>>Oh, this might be the problem. I am using 7.1.1. I will try the beta
>>version and let you know.
>
>
> It probably is. Sorry; I really should have brought that up in the
> first mail. :-\
That's ok. I tried the beta version and I still have the same problem. I
see only one context file. Again, to be clear this is what I am doing.

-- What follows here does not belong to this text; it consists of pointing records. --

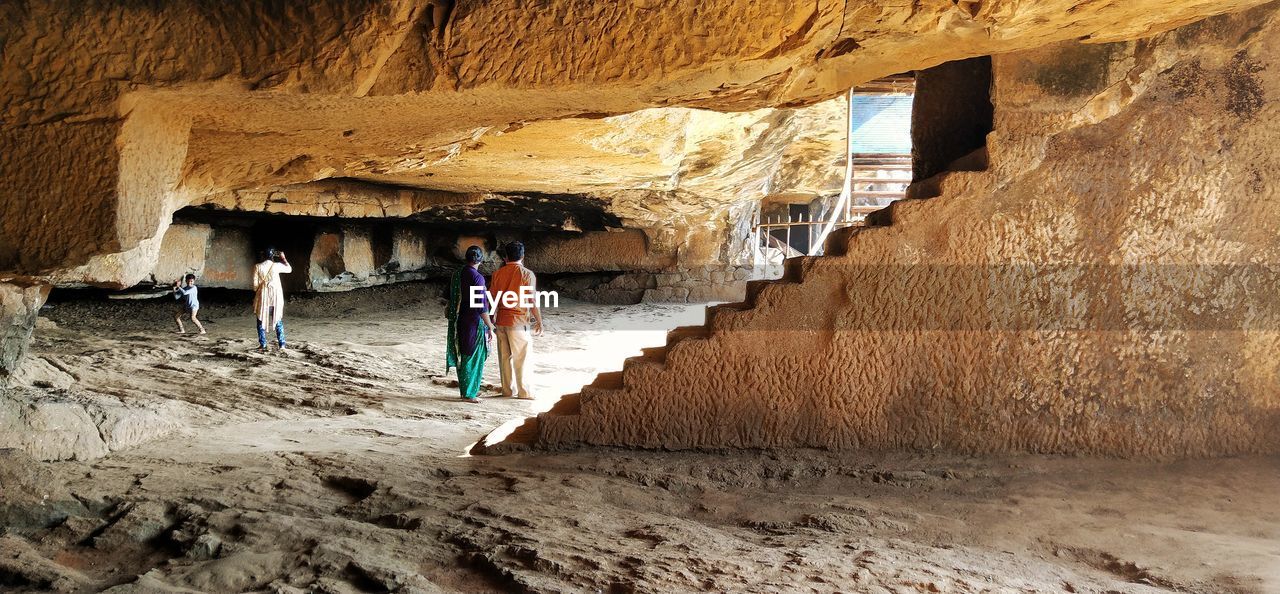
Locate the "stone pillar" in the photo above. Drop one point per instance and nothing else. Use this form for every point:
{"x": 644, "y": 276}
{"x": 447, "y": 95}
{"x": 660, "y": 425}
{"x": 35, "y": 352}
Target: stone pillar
{"x": 19, "y": 305}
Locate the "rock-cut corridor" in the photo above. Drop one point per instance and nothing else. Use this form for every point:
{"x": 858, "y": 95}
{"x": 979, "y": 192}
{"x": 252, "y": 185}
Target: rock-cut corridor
{"x": 853, "y": 296}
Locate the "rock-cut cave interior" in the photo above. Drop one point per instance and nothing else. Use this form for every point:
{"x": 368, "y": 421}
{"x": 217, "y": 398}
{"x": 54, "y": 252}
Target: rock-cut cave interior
{"x": 963, "y": 296}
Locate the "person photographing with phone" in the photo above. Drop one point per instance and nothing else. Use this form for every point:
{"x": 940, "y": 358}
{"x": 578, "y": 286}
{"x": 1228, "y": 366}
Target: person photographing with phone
{"x": 269, "y": 295}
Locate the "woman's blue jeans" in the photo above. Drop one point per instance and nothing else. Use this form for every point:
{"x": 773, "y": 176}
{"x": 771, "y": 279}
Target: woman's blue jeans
{"x": 279, "y": 333}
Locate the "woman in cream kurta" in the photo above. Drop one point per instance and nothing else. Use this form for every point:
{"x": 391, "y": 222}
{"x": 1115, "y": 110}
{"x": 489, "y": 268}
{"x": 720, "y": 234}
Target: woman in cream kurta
{"x": 269, "y": 296}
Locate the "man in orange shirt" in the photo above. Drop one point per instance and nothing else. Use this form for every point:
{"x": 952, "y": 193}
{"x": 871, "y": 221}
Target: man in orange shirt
{"x": 515, "y": 320}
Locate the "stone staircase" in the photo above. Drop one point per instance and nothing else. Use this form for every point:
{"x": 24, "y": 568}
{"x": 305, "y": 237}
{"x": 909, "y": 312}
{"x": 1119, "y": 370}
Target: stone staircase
{"x": 685, "y": 341}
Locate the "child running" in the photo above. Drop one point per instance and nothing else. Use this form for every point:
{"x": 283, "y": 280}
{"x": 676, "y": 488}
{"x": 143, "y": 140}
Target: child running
{"x": 188, "y": 302}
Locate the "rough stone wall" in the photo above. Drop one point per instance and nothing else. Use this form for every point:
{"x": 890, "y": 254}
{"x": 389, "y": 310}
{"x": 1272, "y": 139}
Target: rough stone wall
{"x": 1107, "y": 287}
{"x": 19, "y": 306}
{"x": 951, "y": 115}
{"x": 103, "y": 141}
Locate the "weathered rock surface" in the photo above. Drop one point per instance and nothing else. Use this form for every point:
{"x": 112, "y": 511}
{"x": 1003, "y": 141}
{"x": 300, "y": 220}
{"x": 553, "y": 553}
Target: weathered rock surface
{"x": 103, "y": 141}
{"x": 1105, "y": 288}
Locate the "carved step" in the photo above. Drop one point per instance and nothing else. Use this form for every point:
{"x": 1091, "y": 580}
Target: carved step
{"x": 607, "y": 379}
{"x": 513, "y": 435}
{"x": 684, "y": 333}
{"x": 837, "y": 242}
{"x": 592, "y": 393}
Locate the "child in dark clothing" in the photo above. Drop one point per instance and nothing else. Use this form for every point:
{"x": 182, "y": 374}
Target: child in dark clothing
{"x": 184, "y": 292}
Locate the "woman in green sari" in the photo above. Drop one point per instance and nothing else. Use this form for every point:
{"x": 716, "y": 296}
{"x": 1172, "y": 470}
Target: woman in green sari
{"x": 470, "y": 328}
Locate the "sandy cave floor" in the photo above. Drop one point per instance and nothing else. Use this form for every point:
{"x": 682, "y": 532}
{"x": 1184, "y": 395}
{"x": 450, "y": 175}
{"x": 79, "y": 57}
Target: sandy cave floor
{"x": 338, "y": 467}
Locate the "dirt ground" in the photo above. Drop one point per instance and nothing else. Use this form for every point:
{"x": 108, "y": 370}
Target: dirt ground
{"x": 339, "y": 467}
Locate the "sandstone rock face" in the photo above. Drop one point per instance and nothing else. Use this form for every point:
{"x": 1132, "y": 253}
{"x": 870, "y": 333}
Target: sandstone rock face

1. I submit a job using the following script
#PBS -l nodes=2:ppn=1
setenv PATH ${PATH}:/usr/local/bin
lamboot $PBS_NODEFILE
mpirun -ssi rpi crtcp -np 2 /home/ppadala/kabru/progs/hello
lamhalt
The program is running on the two machines and I can see them with ps
2. I run lamcheckpoint on the machine that's running mpirun. I get one
context file in my home dir.
3. I kill the processes (on both machines), Torque and Maui clean up
their data structures
4. I run lamrestart on the context file on the machine where mpirun was
run. At this stage nothing happens, no new processes or anything.
Am I missing something here? Do I need to lamboot before lamrestart?
Shouldn't I have lamhalt in the original script? Do I need to kill lamd
instead of the process?
Thanks for your help
--
Pradeep Padala
http://ppadala.blogspot.com
|